Hvci Bypass __exclusive__ -
Meltdown allowed a user-mode process to speculatively read kernel memory despite page table isolation. While this reads, not writes, it can leak the location of critical HVCI flags or function pointers. Combined with a write primitive, a Meltdown-style read can locate the exact address needed to disable HVCI.
For attackers, the era of simple mov cr0, rsp kernel shellcode is long dead. To bypass HVCI today, you must think like a hypervisor developer—and break the very fabric of virtualization itself. This article is for educational and defensive purposes only. Unauthorized bypassing of security features may violate laws and regulations. Hvci Bypass
The Netfilter and MalwareFox BYOVD incidents used this to install callbacks into CmpCallbackList (registry callbacks) without ever violating HVCI’s code integrity checks. 3.4 Hypervisor-Level Attacks (VTL0 Escape) HVCI runs in Virtual Trust Level 0 (VTL0) , the same as the normal kernel. The hypervisor runs in VTL1 . If an attacker can find a bug in the hypervisor-call interface (hypercalls), they might directly manipulate the hypervisor’s memory. Meltdown allowed a user-mode process to speculatively read
CVE-2019-0887 – An information disclosure in the hypercall HvlSwitchToVsmVtl1 allowed attackers to leak hypervisor memory. While not a full bypass, it paved the way for mapping hypervisor structures. A true vulnerability in the hypervisor’s page table management could allow an attacker to directly modify the SLAT mappings, disabling HVCI for a specific page. 3.5 Hardware-Based Bypasses (Speculative Execution) The Spectre and Meltdown class of vulnerabilities provided an indirect HVCI bypass. For attackers, the era of simple mov cr0,
HVCI ensures that kernel-mode code pages cannot be made writable and executable simultaneously. In simpler terms, it prevents an attacker (or a vulnerable driver) from injecting malicious shellcode into the kernel and executing it.
Modern HVCI implementations store these flags in read-only pages enforced by the hypervisor. However, researchers have found that certain versions of Windows (before 20H2) did not properly lock down g_CiEnabled . By locating this variable via pattern scanning and overwriting it, an attacker could blind the hypervisor into thinking HVCI was never turned on.

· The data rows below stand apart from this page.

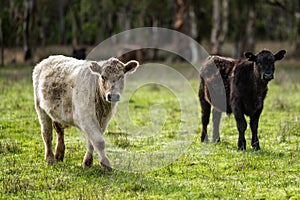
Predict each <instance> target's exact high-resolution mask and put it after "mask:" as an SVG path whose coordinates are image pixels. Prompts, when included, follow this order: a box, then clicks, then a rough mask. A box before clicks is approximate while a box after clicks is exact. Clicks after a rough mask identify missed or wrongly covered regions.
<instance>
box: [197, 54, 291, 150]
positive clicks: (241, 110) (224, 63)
mask: <svg viewBox="0 0 300 200" xmlns="http://www.w3.org/2000/svg"><path fill="white" fill-rule="evenodd" d="M285 53H286V51H285V50H281V51H279V52H278V53H276V54H275V55H273V54H272V53H271V52H270V51H268V50H262V51H261V52H259V53H258V54H256V55H254V54H252V53H250V52H247V53H245V57H246V58H248V60H244V61H240V60H235V59H232V58H225V57H220V56H210V57H209V58H208V59H207V60H206V61H205V63H204V64H203V66H202V69H201V74H200V79H201V80H200V89H199V99H200V104H201V108H202V133H201V141H202V142H204V141H208V136H207V125H208V123H209V117H210V112H211V105H212V106H213V141H214V142H218V141H220V135H219V125H220V118H221V113H222V112H227V113H228V114H230V113H233V114H234V117H235V120H236V124H237V129H238V131H239V139H238V149H239V150H246V139H245V130H246V128H247V123H246V120H245V116H244V115H247V116H249V117H250V128H251V131H252V141H251V145H252V147H253V149H254V150H259V149H260V146H259V141H258V136H257V128H258V121H259V117H260V114H261V112H262V110H263V103H264V99H265V97H266V94H267V91H268V83H269V81H270V80H272V79H273V78H274V70H275V67H274V63H275V61H277V60H281V59H282V58H283V57H284V55H285ZM216 67H217V69H216ZM212 69H215V71H217V72H219V74H220V75H221V77H222V80H223V83H224V86H225V93H226V106H225V107H226V108H225V107H222V106H219V105H218V103H214V101H213V99H211V96H212V95H210V93H211V94H213V93H217V92H218V91H217V89H216V87H214V85H216V81H217V76H218V75H217V74H218V73H215V72H214V71H213V70H212ZM209 88H210V89H211V91H210V90H209ZM214 88H215V89H216V90H215V91H213V90H214ZM212 97H213V96H212ZM215 102H218V101H215Z"/></svg>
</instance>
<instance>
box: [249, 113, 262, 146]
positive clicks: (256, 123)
mask: <svg viewBox="0 0 300 200" xmlns="http://www.w3.org/2000/svg"><path fill="white" fill-rule="evenodd" d="M259 116H260V113H259V114H258V115H255V116H253V117H251V118H250V127H251V131H252V141H251V145H252V147H253V149H254V150H255V151H256V150H260V146H259V141H258V136H257V128H258V120H259Z"/></svg>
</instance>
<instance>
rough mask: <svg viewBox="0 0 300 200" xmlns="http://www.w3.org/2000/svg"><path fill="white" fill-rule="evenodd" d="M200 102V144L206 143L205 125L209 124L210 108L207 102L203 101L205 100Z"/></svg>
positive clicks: (206, 132)
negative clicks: (201, 120)
mask: <svg viewBox="0 0 300 200" xmlns="http://www.w3.org/2000/svg"><path fill="white" fill-rule="evenodd" d="M200 102H201V108H202V112H201V114H202V133H201V142H208V136H207V125H208V123H209V116H210V110H211V106H210V104H209V103H208V102H207V101H205V99H202V100H200Z"/></svg>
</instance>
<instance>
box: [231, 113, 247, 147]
mask: <svg viewBox="0 0 300 200" xmlns="http://www.w3.org/2000/svg"><path fill="white" fill-rule="evenodd" d="M233 114H234V117H235V120H236V125H237V129H238V131H239V140H238V149H239V150H241V151H244V150H246V139H245V131H246V128H247V122H246V119H245V117H244V114H243V113H242V112H241V111H240V110H238V109H234V111H233Z"/></svg>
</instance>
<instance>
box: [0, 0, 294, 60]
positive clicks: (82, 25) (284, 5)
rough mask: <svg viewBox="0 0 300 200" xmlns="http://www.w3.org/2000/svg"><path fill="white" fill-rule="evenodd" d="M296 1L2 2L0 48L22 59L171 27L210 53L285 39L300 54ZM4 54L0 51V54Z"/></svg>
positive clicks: (131, 0)
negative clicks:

Intel’s Transaction Synchronization Extensions (TSX) and hypervisor-assisted locks make this nearly impossible on modern hardware. 3.3 The "Signed Driver Abuse" Bypass HVCI does not block signed kernel drivers. It blocks modification of driver code. However, a driver that is already signed and has a vulnerability can be used as a proxy to execute arbitrary code without violating HVCI.